Asked by Cuyahoga County Common Pleas Judge Eileen Gallagher if he was pleading not guilty by reason of insanity to an 85-count indictment, the soft-spoken Sowell responded, "Yes, your honour."
Sowell was indicted on Tuesday on charges that include murder, rape, assault and corpse abuse. He is accused of murdering 11 women and attack three others who survived. He could get the death penalty if convicted of any of the killings.
The prosecutor asked for US$14 million bond - $1 million for each victim - but the judge ordered him jailed without bond. He has been held in an isolation cell at the county jail.
Sowell's court-appointed defence attorney, Brian McGraw, attended the arraignment but said later he didn't know if he would continue to handle the case and couldn't comment.
Assistant Cuyahoga County Prosecutor Richard Bombik said outside court that the insanity plea wouldn't affect the state's case and said he was confident Sowell would be ruled competent to stand trial.
An insanity defence requires a finding that the person suffers from a severe mental illness and cannot distinguish between right and wrong. "I think he will fail miserably on both accounts," Bombik said.

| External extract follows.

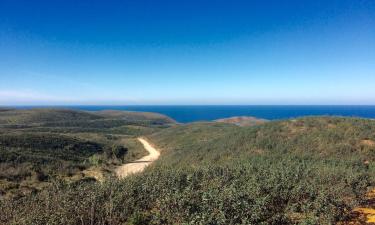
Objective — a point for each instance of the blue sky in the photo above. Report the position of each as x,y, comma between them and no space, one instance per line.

When his defence team is settled, psychiatric testing is likely. The issue will be handled by the trial judge beginning with a pretrial hearing on Monday.
Authorities have said Sowell lured vulnerable women, typically homeless or living alone and with drug or alcohol addictions, to his home and attacked them.
Of the 11 alleged victims, all black women, 10 have been identified. The remains of 10 women and a skull were found in his home and buried in the yard.
A search of Sowell's former home on Wednesday turned up no new bodies, the FBI said.
Agents using cadaver dogs spent hours looking inside and outside the East Cleveland house where Sowell lived before going to prison for 15 years for a 1989 attempted rape.
They took some items, but FBI spokesman Scott Wilson declined to identify what they were and said there were no plans to resume the search.
The renewed search, Wilson said, was part of a wider FBI investigation into the Sowell case, including previously reported plans to search outside the Cleveland area in states he lived while in the military.
Sowell served in the Marines from 1978-85 with assignments at in South Carolina, North Carolina, California and Okinawa, Japan.